Conferences that explore the resilience of the mind should not include speakers and endorsers that are funded by drug companies that produce drugs that cloud the mind and harm the brain. Yet several key speakers are funded by and/or are consultants for or are on the speakers bureau of drug companies that have been civilly and criminally fined over their failure to warn consumers about the real risks of psychotropic drugs-including life-threatening diabetes, suicide, deadly withdrawal affects and horrific birth defects. Others involved in the conference have drug companies as their clients, while a lot of the listed mental health groups have a financial conflict of interest with the pharmaceutical industry.

Get The Facts

We want parents and youths to get the facts to be informed of all available medical and educational solutions that do not rely upon heavy, mind-altering drugs. We provide free award-winning documentaries, Making a Killing and Marketing of Madness that address information that is not easily-if at all-proffered by psychiatrists prescribing psychotropic drugs or the companies that make them.
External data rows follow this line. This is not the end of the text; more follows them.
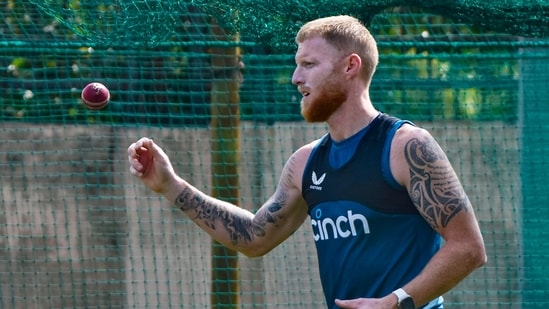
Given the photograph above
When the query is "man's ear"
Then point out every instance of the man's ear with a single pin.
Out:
(354, 64)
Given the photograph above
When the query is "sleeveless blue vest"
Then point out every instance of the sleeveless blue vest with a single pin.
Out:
(369, 236)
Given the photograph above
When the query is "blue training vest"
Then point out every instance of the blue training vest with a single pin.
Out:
(369, 236)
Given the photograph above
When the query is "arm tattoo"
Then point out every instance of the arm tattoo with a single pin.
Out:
(239, 228)
(434, 187)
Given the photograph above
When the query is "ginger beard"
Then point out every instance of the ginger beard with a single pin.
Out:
(324, 103)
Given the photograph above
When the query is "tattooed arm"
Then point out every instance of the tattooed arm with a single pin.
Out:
(418, 162)
(234, 227)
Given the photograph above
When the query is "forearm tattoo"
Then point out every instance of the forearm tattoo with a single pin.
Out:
(434, 187)
(240, 229)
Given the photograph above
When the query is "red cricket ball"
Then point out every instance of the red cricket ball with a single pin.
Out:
(95, 95)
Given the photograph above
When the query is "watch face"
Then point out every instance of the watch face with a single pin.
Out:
(407, 303)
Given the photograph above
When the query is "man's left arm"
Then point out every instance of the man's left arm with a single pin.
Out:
(423, 167)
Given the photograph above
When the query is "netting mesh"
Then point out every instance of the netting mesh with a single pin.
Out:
(77, 231)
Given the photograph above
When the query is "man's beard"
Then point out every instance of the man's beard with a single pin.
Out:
(326, 103)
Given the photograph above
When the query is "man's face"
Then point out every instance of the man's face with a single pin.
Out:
(319, 79)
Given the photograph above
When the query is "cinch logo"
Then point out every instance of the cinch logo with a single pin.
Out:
(342, 226)
(317, 181)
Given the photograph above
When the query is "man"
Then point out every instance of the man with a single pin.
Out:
(380, 192)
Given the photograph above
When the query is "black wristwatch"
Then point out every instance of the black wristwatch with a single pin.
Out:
(405, 301)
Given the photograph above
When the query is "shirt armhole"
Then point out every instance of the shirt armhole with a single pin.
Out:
(386, 154)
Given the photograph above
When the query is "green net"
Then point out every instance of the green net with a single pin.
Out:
(210, 82)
  1. Allen Frances, M.D., “DSM5 ‘Psychosis Risk Syndrome’ – Far Too Risky,” Psychology Today, http://www.psychologytoday.com/blog/dsm5-in-distress/201003/dsm5-psychosis-risk-syndrome-far-too-risky
  2. Alliance for Human Research Protection, “Yale-Lilly Experiment: Adolescents Rx Toxic Drug for Presumed Mental Illness They Do Not Have,” 3 May 2006. http://www.ministryoflies.com/pdf-articles/Yale-Lilly.pdf.
  3. Prof. Gordon Parker and Ian Hickie ,”Is Depression Over Diagnosed? Yes,” BMJ, 18 Nov. 2007.